‘So I should fancy. He knows the country almost as well as his mistress does, and has such wonderful presence of mind, as to make him invaluable in any emergency.’

‘Well, I think he has the presence of mind, at any rate, to know when help was nigh.’

‘Say, rather, the power of lung to invoke that help when it was afar off. You don’t know what a long way I rode back, summoned by that unearthly yell of his.’

Eleanor laughed. ‘Poor William!’ she said.

‘Ah, I do admire William. Do you see, he knows we are talking about him, and the children are beginning to be suspicious too. I believe William fears we are going to ask him to act as guide to some place. Would you mind my catechising him a little on the geography of the district?

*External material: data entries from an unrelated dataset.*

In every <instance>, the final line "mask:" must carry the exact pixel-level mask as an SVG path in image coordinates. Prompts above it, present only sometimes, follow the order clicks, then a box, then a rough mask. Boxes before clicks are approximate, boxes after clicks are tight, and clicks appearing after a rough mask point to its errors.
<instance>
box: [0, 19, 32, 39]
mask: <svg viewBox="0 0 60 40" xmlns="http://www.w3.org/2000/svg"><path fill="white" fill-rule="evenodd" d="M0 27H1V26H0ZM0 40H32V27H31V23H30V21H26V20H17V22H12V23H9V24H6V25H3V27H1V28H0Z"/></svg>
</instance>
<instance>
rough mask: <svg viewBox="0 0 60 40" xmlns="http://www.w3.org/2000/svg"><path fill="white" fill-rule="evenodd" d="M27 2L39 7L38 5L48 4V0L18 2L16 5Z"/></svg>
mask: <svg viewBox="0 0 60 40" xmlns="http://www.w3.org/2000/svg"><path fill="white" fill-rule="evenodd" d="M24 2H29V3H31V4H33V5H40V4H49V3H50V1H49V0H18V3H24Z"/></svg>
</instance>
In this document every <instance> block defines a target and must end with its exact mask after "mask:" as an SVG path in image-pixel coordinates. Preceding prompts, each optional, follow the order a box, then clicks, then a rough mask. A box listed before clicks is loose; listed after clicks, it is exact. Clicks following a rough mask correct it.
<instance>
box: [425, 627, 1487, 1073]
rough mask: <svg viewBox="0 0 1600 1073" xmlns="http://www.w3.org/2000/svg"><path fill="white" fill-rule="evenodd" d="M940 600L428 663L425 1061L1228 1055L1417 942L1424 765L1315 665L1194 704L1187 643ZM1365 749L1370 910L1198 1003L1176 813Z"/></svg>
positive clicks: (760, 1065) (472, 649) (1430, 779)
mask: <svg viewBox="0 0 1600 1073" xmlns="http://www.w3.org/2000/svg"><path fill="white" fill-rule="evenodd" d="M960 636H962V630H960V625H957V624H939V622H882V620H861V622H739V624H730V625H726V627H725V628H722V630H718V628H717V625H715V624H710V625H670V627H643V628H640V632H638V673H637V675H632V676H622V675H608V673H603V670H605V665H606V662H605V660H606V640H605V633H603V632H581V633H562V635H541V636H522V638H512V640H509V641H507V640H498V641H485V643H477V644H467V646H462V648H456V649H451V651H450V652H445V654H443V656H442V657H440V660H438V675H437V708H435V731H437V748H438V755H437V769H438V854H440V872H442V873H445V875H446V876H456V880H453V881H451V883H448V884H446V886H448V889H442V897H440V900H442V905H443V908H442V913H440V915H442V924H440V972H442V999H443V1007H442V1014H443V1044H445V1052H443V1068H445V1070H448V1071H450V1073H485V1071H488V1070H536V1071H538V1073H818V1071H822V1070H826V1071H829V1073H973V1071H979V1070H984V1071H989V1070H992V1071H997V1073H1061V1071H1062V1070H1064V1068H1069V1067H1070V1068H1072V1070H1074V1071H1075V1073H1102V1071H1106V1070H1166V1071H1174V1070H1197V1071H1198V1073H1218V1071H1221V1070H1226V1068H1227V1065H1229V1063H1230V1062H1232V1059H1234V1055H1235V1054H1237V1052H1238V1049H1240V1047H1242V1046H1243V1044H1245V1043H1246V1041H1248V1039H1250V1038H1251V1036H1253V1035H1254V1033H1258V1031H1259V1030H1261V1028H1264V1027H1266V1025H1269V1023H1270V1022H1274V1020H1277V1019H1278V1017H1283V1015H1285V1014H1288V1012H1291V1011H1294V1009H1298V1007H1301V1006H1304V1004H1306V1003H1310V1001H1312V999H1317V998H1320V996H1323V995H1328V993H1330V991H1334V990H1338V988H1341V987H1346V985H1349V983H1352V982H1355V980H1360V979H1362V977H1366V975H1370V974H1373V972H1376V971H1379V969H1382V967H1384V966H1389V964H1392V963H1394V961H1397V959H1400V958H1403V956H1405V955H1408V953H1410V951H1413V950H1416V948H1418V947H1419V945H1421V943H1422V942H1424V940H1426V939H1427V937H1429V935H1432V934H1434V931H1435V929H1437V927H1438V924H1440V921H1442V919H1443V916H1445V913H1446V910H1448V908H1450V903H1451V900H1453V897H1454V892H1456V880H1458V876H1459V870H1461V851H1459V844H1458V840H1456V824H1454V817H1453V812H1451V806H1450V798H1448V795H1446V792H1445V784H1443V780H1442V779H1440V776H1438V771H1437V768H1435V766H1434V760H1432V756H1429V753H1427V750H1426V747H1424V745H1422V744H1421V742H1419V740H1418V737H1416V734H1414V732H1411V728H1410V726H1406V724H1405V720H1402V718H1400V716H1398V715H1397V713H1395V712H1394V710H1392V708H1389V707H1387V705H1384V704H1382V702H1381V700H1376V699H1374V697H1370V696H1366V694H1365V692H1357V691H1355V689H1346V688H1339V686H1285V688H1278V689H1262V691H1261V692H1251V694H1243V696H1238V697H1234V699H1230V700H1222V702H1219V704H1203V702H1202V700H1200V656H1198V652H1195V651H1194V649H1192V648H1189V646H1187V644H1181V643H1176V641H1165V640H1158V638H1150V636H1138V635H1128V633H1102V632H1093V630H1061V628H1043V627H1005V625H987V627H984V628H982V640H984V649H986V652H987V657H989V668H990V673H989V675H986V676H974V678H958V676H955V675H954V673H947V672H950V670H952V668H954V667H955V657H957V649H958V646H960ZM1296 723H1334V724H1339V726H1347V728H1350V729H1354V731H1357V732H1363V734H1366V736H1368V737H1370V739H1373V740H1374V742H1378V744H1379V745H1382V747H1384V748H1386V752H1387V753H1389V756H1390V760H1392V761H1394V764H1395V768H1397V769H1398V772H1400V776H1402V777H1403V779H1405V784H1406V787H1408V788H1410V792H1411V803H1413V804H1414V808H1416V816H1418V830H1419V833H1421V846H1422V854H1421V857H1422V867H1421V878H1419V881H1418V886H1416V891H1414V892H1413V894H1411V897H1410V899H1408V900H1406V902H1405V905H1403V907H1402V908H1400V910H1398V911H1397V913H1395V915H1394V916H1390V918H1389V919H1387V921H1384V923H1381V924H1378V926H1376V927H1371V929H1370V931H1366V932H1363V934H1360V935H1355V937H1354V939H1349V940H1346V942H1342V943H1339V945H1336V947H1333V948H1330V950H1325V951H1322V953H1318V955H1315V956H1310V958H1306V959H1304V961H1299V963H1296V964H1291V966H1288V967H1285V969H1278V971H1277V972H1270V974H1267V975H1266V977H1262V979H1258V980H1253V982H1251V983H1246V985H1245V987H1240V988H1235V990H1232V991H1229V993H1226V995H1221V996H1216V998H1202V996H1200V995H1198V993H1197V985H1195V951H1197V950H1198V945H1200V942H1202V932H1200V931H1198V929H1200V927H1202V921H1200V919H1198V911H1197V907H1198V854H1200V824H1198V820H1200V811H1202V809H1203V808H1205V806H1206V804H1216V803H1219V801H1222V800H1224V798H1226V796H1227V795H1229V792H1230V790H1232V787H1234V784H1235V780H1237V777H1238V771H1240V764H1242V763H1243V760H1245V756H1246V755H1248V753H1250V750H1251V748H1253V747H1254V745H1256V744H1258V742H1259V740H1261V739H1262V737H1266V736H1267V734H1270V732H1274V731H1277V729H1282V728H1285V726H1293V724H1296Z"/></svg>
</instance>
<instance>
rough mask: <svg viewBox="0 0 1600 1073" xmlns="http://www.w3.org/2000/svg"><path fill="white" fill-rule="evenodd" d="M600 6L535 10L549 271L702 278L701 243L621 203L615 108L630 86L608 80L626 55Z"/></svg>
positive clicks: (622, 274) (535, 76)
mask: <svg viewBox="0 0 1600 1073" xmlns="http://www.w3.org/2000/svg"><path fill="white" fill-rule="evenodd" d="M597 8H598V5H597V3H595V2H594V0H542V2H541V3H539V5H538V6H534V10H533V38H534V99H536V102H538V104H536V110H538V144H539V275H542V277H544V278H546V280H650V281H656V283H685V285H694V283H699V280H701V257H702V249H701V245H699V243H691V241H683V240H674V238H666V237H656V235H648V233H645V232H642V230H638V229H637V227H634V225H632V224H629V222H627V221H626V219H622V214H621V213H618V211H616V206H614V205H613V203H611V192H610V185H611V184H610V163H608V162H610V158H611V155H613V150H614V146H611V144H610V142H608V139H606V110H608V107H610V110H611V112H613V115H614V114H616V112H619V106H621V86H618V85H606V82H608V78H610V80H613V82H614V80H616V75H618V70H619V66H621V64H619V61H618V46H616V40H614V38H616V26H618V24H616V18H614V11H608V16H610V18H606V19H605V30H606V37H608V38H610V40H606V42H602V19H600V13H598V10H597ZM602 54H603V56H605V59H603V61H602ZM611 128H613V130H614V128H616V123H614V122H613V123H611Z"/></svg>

It would keep him up to the mark, you know, and would be such a useful thing for the children as well.’

‘Please don’t, Mr. Langstroth. You will make me look ridiculous before them all.’

‘If I have seen you looking ridiculous, and if William has seen you looking ridiculous,’ said Michael, ‘as we certainly did, you know, on a never-to-be-forgotten occasion, what can it matter if a set of children and their mother see the same thing?’

‘Oh, nothing, perhaps,’ was the sweet reply. ‘But are you sure you did not look a little ridiculous too? And if Effie once had her confidence in your infallibility shaken——’

‘That is true. Like the villains in novels, you have a power over me, through the innocent ones whom I love. I will keep silence this time, but take care how you provoke me too far.’